Schwark: Auf der einen Seite fördert das Land den Tribünenbau in Altach mit vier Millionen Euro, auf der anderen Seite bekommen wir als Verband jährlich 5000 Euro. Wie viele Vorarlberger A-Nationalspieler haben wir aktuell im Fußball? Null.

Ist ein Grundübel, dass Eishockey in der heimischen Sportstrategie nicht zu den Hauptsportarten zählt, damit keinen Zugang zum Olympiazentrum hat?
Schwark: Die Sportstrategie lässt uns keinen Raum. Vonseiten des Lands heißt es, Eishockey falle als Gruppensportart nicht unter die besonderen Förderkriterien. Schön und gut, dann sind diese Kriterien falsch. Und sowieso: Für den Altacher Tribünenbau haben sie ja trotzdem einen Fördertopf gefunden. Obwohl Fußball eine Gruppensportart ist. In der Schweiz haben sie verstanden, da stellt der Staat dem Eishockeyverband allein für die Nachwuchsförderung 92 Millionen Franken zur Verfügung. Es braucht sich keiner zu wundern, dass nahezu alle Vorarlberger Talente auf Nimmerwiedersehen in die Schweiz wechseln. Dort sind die Bedingungen so viel besser, dort ist das Ansehen so viel höher. Uns fehlt es an den elementarsten Dingen.

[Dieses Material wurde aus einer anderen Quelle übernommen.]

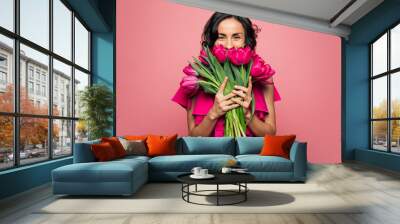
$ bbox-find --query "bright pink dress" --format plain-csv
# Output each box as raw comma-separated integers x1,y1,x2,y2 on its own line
172,84,281,137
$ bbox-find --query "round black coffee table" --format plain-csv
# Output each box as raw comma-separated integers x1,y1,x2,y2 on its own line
177,173,255,206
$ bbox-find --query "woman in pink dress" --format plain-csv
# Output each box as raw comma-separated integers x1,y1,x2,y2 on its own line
172,12,280,137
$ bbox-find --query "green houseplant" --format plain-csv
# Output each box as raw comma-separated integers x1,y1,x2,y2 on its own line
79,84,113,140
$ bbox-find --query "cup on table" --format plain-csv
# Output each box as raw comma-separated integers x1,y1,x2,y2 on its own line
192,166,202,176
200,169,208,176
221,167,232,173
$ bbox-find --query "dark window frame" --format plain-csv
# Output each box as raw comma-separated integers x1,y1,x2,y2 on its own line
0,0,93,172
368,21,400,155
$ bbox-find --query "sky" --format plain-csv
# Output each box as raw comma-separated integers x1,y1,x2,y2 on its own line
0,0,89,71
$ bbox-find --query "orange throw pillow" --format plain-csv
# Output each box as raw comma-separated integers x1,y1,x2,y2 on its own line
124,135,147,141
90,142,117,162
260,135,296,159
101,137,126,158
146,134,178,156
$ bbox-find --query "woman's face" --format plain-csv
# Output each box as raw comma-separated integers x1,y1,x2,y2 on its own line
214,18,245,49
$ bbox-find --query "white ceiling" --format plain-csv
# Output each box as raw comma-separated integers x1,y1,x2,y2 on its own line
171,0,383,38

Mit den 5000 Euro können wir uns noch nicht mal die kompletten Trikotsätze für unsere Nachwuchsteams leisten.

Wie sieht es mit der Teilnahme an internationalen Turnieren aus?
Schwark: Das ist völlig illusorisch, das würde unsere Möglichkeiten sprengen. Wir brauchen selbst für den Druck von Visitenkarten einen Sponsorendeal. Nein, wir können unseren Nachwuchs nicht zu Turnieren oder auf Trainingscamps schicken, was so wichtig für die Entwicklung wäre. Einzig zum Arge-Alp-Turnier nach Südtirol dürfen wir – was politische Hintergründe hat.

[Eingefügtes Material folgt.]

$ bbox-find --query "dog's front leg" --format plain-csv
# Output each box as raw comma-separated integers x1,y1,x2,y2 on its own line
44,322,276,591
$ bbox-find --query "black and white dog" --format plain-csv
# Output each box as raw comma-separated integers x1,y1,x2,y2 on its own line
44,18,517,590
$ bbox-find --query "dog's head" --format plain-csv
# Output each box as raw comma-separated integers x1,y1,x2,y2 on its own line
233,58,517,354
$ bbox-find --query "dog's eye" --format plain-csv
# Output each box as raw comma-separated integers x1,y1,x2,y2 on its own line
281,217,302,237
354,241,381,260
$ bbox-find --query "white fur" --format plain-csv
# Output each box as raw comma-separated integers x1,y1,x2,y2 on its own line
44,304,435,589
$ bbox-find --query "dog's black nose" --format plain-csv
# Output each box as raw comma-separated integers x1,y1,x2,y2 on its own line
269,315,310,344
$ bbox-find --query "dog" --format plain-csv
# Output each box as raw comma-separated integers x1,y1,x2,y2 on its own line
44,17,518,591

Ich frage nochmal: Wie ist das alles erklärbar?
Schwark: In der Entscheidungsgruppe im Land sitzt mit Roland Frühstück ein Handball-Funktionär und mit Michael Zangerl jemand, der noch nie ein Sportfunktionärsamt ausgeübt hat. Diese beiden geben Eishockey keine Chance. Sie geben uns noch nicht mal die Chance, uns zu profilieren. Wir wünschen uns ja keine utopischen Summen, nicht das jemand glaubt, wir fordern Millionen. Natürlich sind wir auch bereit, uns an den Erfolgen messen zu lassen. Doch seitens vom Land fehlt jeder Wille. Da nützt es auch nichts, dass Landesrätin Barbara Schöbi-Fink begeistert war bei einem Besuch eines Eishockeyspiels. Denn von Herrn Frühstück und vor allem Herrn Zangerl hört sie in Bezug auf Eishockey immer nur, was nicht geht.

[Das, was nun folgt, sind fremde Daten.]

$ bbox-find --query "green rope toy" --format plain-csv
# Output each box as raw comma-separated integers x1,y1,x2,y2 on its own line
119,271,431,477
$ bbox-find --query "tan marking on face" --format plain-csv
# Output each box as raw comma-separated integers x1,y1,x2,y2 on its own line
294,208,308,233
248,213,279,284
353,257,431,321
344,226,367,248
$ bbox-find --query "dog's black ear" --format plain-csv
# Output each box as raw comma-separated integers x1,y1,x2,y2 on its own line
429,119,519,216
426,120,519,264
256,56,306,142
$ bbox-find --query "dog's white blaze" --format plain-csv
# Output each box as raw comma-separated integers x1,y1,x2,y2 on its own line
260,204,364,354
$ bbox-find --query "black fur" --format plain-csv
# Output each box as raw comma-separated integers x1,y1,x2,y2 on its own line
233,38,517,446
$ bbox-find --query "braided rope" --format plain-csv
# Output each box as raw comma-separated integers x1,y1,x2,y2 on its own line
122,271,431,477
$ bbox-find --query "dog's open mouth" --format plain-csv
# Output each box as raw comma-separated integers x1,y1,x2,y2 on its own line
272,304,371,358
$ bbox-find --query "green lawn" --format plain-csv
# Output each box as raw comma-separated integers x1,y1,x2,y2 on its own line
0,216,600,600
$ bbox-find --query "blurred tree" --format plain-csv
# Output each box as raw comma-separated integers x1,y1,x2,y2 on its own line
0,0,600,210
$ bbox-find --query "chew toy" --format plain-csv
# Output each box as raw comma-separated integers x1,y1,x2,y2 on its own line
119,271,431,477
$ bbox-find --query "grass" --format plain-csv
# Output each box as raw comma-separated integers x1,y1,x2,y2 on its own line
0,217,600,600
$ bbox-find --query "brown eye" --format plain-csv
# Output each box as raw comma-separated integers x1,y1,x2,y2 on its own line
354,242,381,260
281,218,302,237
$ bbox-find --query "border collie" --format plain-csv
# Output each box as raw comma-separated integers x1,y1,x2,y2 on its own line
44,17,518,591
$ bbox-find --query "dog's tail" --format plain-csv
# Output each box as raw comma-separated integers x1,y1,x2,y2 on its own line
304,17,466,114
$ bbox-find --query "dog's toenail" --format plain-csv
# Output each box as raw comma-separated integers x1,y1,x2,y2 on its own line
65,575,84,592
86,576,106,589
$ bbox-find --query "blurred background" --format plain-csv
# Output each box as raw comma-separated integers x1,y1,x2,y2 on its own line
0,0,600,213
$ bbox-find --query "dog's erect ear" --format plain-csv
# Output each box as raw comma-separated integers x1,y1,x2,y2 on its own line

Aber irgendetwas muss doch geschehen?
Schwark: Zum Glück konnten wir die Namensrechte an den Landesligen verkaufen. Dadurch haben wir wenigstens etwas Spielraum, um erste Schritte beim Aufbau einer Eishockey-Akademie mit Büroräumlichkeiten zu setzen. Wir brauchen ein Leistungszentrum, wir brauchen einen Landestrainer – und wir brauchen endlich auch mal etwas Anerkennung. Zum Glück treffen wir nicht überall auf verschlossene Türen.

Was heißt das konkret?
Schwark: Wir haben einen sehr guten Kontakt zu den Mitarbeitern im Olympiazentrum in Dornbirn und können dadurch dort Aus- und Weiterbildungen abhalten. Ein ganz hervorragendes Projekt ist zudem in Bludenz in Planung. Dort sind dank dem Einsatz von Bürgermeister Mandi Katzenmayer 200.000 Euro für den Bau einer 30 mal 60 Meter großen Eisfläche budgetiert, die neben der neuen Rodelbahn entstehen soll. Es ginge also, wenn man will. Nur leider will fast keiner.